At 12:29 03/12/2007, you wrote:
Paul Smith wrote:
How do you think you should parse this header according to RFC 2822?
From: Joe \(Joseph\) Bloggs <joe(_at_)joe(_dot_)com>
My reading of RFC 2822 says that this is three "tokens", 'Joe', '\'
and an unfinished comment '(Joseph) Bloggs <joe(_at_)joe(_dot_)com>'
As far as I can see you can have quoted pairs like '\)' in
comments, but not outside comments, so the '\' before the '(' isn't
a quoting '\' but a real '\'. Outside comments you use " characters
Is this right, or am I missing something?
AFAICS, syntactically correct formations of the line could be:
From: "Joe (Joseph) Bloggs" <joe(_at_)joe(_dot_)com>
From: (Joe \(Joseph\) Bloggs) joe(_at_)joe(_dot_)com
From: Joe (\(Joseph\)) Bloggs <joe(_at_)joe(_dot_)com>
I am not sure the second one is valid legacy format.
My view is why are you parsing the display name?
To display in an email client. I want to split the field into two
parts - the address and the display name.

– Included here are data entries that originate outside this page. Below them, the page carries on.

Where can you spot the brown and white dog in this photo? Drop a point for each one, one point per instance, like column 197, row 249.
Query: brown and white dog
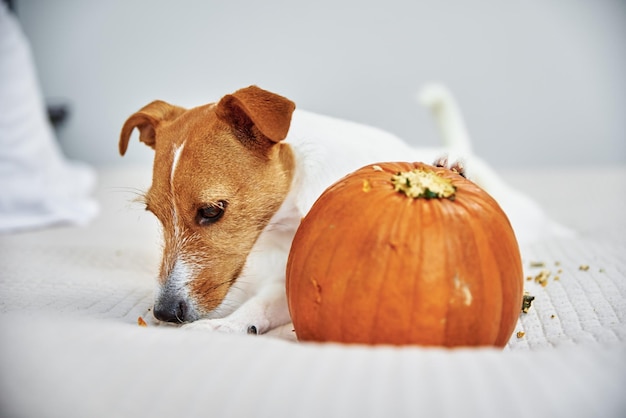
column 232, row 180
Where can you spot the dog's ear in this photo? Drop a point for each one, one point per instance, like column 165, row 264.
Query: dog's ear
column 146, row 120
column 254, row 107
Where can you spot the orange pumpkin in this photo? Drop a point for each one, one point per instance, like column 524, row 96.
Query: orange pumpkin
column 376, row 262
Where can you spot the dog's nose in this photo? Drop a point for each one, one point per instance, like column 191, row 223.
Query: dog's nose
column 171, row 311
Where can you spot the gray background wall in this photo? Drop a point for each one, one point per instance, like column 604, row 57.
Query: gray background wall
column 541, row 82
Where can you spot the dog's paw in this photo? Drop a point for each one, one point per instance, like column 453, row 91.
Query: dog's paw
column 457, row 166
column 222, row 325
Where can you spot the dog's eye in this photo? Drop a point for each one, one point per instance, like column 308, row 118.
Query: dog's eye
column 210, row 214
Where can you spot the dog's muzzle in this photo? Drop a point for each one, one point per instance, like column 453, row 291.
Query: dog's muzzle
column 173, row 308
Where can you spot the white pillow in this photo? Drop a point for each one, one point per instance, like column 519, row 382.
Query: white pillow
column 38, row 186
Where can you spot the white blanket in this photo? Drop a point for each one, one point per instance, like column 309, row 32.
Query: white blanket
column 70, row 345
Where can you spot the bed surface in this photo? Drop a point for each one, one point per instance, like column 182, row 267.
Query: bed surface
column 70, row 344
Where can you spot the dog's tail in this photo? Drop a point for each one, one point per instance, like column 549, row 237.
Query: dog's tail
column 448, row 117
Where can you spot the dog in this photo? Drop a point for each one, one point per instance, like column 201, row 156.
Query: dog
column 232, row 180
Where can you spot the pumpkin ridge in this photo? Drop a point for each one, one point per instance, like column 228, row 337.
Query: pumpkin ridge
column 316, row 237
column 393, row 231
column 369, row 236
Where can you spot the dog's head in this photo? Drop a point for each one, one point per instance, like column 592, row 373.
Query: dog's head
column 220, row 173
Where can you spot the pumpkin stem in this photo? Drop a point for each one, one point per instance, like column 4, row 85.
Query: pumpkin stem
column 422, row 183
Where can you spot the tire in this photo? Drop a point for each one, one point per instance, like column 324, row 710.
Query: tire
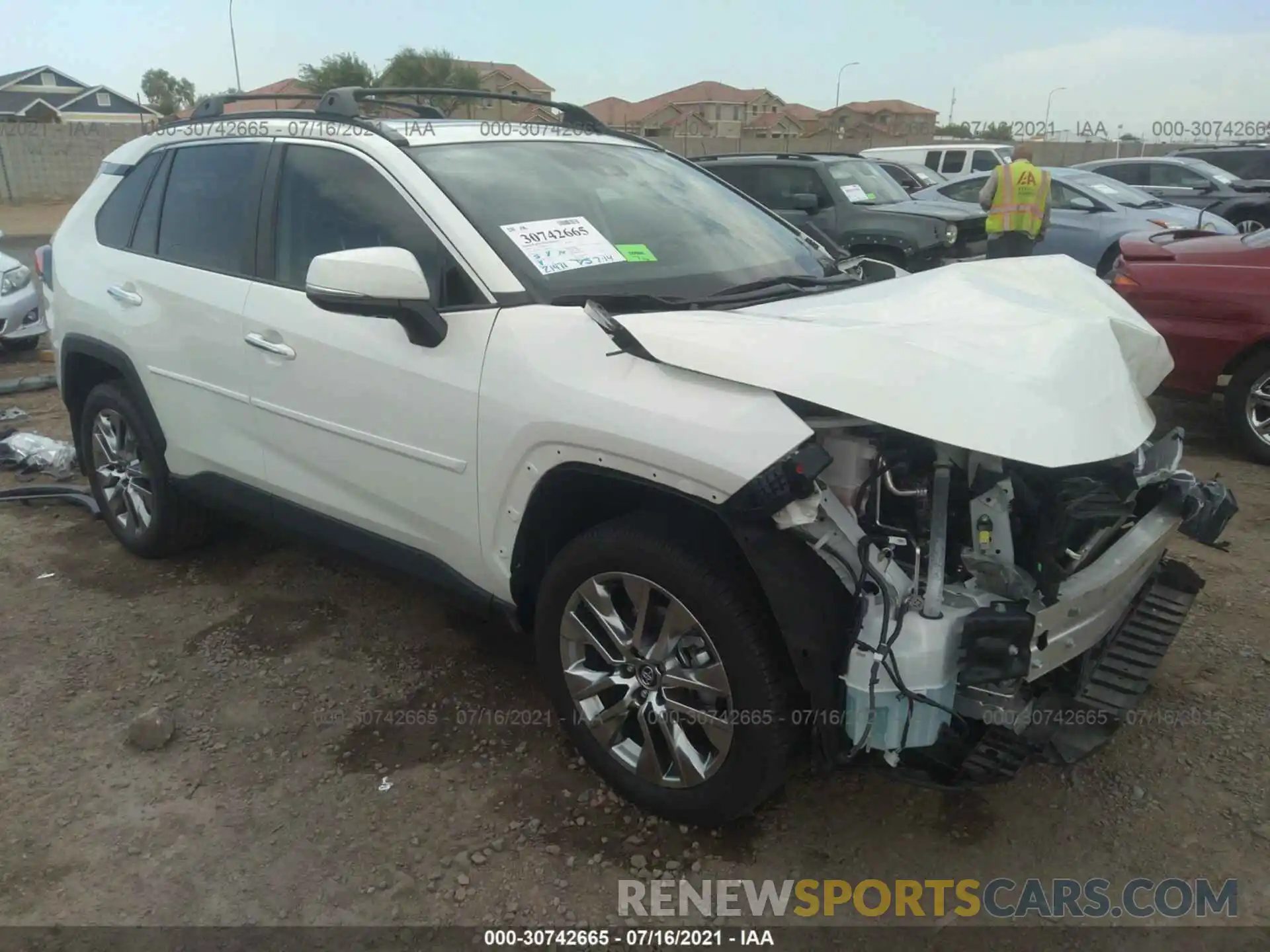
column 1251, row 221
column 111, row 424
column 733, row 645
column 21, row 344
column 1108, row 260
column 1238, row 405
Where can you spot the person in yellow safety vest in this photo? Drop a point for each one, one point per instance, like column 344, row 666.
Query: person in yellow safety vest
column 1016, row 198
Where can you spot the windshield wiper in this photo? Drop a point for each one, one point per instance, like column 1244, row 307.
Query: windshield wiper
column 795, row 281
column 619, row 302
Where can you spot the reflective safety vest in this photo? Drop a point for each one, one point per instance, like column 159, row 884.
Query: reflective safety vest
column 1019, row 205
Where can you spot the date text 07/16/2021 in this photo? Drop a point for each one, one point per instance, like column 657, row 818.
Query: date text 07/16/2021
column 1156, row 128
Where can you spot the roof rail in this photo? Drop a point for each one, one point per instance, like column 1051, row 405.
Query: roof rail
column 212, row 107
column 346, row 104
column 753, row 155
column 346, row 100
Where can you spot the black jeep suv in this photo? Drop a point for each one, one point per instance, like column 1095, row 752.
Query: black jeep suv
column 857, row 204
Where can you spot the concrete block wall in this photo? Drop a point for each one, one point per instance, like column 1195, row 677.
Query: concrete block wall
column 44, row 161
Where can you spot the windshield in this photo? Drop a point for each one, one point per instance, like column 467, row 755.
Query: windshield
column 603, row 219
column 1221, row 175
column 1111, row 190
column 865, row 183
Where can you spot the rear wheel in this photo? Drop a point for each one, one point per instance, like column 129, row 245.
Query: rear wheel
column 665, row 668
column 1248, row 407
column 1255, row 221
column 130, row 480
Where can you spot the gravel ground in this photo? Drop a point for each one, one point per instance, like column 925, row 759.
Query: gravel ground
column 335, row 761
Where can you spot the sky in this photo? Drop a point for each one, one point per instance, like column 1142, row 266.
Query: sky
column 1127, row 63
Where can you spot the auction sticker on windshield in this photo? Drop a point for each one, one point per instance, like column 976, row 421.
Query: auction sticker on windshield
column 562, row 244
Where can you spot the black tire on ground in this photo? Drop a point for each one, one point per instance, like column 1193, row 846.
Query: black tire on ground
column 21, row 344
column 1108, row 260
column 177, row 524
column 1235, row 405
column 715, row 589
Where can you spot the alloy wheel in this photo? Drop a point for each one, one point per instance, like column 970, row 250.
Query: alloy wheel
column 646, row 680
column 124, row 475
column 1257, row 408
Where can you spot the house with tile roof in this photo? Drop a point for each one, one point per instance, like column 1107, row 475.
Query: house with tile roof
column 890, row 117
column 48, row 95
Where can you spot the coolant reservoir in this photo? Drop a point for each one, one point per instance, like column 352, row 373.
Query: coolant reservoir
column 853, row 462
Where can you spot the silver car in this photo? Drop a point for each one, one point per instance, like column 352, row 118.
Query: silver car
column 21, row 321
column 1090, row 214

There is really just two parts here:
angle-addr --> <joe(_at_)joe(_dot_)com>
display-name --> everything else, who cares!
Generally, you have this two formats to check:
displayname <addr-spec> current
addr-spec (displayname) legacy
Generally - but it isn't that simple AFAICS. In the second, the
'(displayname)' is simply a comment (included in the CFWS part of
obs-mbox-list in RFC 2822 is defined as
obs-mbox-list = 1*([mailbox] [CFWS] "," [CFWS]) [mailbox]
So, for all except the last mailbox, the comment should come after
the mailbox, but for the last one, it should come before. It also
looks like you also aren't allowed a comment if you only have one mailbox??
Our parser will handle the comment either before or after the mailbox
in both cases, as we've seen both of these.
AFAICS RFC 822 just allows comments anywhere, so before or after are
both allowed by RFC 822. Potentially, RFC 822 would allow
From: (Joe) joe(that's Joseph)@joe(that's joe's company (oh yes it is)).com
Also the form
says that 'displayname' is a 'phrase', which can be 1*word or obs-phrase
and obs-phrase can contain CFWS
So, RFC 2822 lets you have
From: Joe (Joseph) Bloggs <joe(_at_)joe(_dot_)com>
Here, "Joseph" is an allowed comment in the displayname part of the
header field. Comments support quoted-pairs, but the rest of the
displayname part doesn't seem to. Hence my original question :)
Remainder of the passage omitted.